In essence, this form of segmentation represents an endeavor to attain a comprehensive understanding of the customer (KYC), enabling hotels to optimize performance while circumventing undue expenditure. Segmentation empowers brands to identify lucrative sales channels, pinpoint guest categories that contribute to high TRevPAR, foresee service requisitions, and adopt nimble, cost-effective marketing strategies.

Consider these examples of how technology-driven segmentation can amplify revenue optimization:

  • When employing OTAs, is it smart to allocate the advertising budget towards Expedia or Booking? Analyzing internal systems may reveal, for instance, that while Expedia generates more bookings, Booking boasts a bigger LOS and more substantial F&B.
  • Imagine a peak summer weekend at a seasonal property, historically occupied by high-TRevPAR leisure couples.
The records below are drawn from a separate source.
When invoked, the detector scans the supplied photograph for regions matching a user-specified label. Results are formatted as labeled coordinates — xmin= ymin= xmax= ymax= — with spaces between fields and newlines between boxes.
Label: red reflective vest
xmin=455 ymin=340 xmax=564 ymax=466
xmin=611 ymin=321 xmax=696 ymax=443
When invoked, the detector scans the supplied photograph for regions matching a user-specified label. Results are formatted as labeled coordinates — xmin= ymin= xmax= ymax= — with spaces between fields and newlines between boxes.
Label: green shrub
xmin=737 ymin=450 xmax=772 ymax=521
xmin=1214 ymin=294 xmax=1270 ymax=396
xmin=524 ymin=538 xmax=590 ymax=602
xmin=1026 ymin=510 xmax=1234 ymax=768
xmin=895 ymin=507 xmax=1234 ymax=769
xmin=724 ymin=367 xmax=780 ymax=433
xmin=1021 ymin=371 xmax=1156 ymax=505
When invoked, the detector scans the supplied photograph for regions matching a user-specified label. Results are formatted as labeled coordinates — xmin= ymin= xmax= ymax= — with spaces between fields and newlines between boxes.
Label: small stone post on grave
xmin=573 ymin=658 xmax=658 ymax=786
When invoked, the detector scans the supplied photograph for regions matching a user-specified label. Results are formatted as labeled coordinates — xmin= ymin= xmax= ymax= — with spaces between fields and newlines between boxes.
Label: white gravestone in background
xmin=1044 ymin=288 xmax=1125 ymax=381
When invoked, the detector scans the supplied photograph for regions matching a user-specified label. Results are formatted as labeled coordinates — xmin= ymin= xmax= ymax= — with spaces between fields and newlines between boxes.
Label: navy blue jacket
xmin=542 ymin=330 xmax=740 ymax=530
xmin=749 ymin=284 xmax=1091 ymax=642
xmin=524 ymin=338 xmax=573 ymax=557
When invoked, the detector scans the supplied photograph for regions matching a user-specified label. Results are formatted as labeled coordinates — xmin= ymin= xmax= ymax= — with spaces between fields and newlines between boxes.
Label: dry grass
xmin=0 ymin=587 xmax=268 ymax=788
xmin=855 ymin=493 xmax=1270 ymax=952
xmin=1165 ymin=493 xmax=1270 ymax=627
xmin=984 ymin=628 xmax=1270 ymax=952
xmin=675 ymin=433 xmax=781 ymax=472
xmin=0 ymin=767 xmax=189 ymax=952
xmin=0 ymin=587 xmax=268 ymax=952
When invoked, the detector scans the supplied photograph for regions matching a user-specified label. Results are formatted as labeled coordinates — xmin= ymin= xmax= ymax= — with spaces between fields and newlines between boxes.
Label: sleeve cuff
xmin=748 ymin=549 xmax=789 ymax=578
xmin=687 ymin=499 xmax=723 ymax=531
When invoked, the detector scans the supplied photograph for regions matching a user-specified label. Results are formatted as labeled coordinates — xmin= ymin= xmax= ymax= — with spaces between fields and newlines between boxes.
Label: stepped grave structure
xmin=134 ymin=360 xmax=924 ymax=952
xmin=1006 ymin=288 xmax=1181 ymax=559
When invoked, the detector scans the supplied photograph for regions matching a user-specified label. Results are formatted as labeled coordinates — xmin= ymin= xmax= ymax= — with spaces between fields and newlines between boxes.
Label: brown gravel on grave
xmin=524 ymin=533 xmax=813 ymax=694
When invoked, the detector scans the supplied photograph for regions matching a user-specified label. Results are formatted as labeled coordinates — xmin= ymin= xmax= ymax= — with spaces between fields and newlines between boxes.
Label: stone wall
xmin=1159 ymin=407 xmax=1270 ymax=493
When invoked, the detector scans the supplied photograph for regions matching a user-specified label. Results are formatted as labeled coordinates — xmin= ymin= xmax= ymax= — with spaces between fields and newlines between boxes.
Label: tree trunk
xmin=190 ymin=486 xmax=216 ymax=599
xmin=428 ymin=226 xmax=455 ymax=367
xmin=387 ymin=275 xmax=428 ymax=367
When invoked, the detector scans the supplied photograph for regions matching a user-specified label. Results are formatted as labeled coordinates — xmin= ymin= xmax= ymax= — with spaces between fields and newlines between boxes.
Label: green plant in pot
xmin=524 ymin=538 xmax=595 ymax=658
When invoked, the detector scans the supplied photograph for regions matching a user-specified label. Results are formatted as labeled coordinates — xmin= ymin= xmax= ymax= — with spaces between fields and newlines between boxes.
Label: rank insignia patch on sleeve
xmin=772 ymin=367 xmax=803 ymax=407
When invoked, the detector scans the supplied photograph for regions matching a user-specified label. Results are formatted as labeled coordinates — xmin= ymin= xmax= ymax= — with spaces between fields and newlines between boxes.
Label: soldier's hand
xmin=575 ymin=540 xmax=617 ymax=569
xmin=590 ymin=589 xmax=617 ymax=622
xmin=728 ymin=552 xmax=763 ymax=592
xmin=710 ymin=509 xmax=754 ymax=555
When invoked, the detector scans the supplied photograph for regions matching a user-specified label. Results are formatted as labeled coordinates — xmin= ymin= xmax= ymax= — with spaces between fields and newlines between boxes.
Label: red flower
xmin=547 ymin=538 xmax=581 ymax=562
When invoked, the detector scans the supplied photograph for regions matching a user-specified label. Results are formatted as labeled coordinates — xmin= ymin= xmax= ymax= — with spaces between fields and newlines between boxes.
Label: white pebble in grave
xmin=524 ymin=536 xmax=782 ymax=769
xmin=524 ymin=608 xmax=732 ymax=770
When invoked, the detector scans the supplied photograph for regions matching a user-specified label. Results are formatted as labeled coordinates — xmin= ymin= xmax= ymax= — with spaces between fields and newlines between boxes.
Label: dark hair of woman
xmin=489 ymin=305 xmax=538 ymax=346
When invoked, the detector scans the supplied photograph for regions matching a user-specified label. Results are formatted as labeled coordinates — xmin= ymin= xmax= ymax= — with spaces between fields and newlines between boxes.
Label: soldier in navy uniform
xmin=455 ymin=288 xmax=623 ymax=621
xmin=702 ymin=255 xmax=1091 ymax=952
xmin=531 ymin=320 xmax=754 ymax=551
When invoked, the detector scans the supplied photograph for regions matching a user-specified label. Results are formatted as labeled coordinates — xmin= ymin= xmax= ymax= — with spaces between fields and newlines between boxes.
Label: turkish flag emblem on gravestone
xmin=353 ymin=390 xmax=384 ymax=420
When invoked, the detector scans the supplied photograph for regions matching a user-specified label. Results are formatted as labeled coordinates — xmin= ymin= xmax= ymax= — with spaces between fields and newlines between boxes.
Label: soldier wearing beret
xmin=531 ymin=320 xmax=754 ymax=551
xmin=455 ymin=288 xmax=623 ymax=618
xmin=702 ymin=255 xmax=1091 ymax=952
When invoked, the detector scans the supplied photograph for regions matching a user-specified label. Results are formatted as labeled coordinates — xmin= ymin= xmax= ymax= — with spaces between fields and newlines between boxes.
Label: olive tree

However, this year, a wedding group reservation has been secured by the sales manager, guaranteeing group occupancy but potentially yielding lower per-guest expenditure.
  • Suppose you aim to craft an exclusive wine lover package for past guests with a history of package purchases, welcome amenity acquisitions or restaurant expenditures. Yet, executing this dynamically hinges upon the integration of POS data with guest profiles from PMS, CRS or guest experience management system (GEMS).

Accurate predictions for these complex segment-to-segment scenarios mandate the continual integration of data into a central repository, a task of increasing significance executed efficiently with minimal labor demands.

The challenge for bleisure segmentation is even more intricate, demanding a shift from the conventional behavior of business travelers who swiftly complete their agenda and depart. Overcoming this hurdle necessitates contextual data—insights into how and when conversions occur along the customer journey. For instance, a business guest may reserve a room months in advance but only engage with an upgrade offer seven days before arrival. Alternatively, automated prearrival email-based upselling might prove ineffective, whereas SMS offers dispatched three days prior exhibit higher conversion rates.

Procuring and differentiating contextual data of this nature requires a well-coordinated technological framework to avoid overburdening reservations or revenue teams. Nonetheless, the enduring advantages are substantial. Establishing a foothold in the bleisure segment, deciphering guest motivations for purchasing, enables the extrapolation of these methods and systems to other segments.

Foremost, we emphasize that the future of hotel operations will be progressively shaped by the pursuit of augmented TRevPAR and more nuanced KYC, facilitating the micro-targeting of specific audiences. Bleisure serves as a compelling entry point for this overarching endeavor, primed to invigorate midweek and off-peak revenues—a welcome boost for most establishments.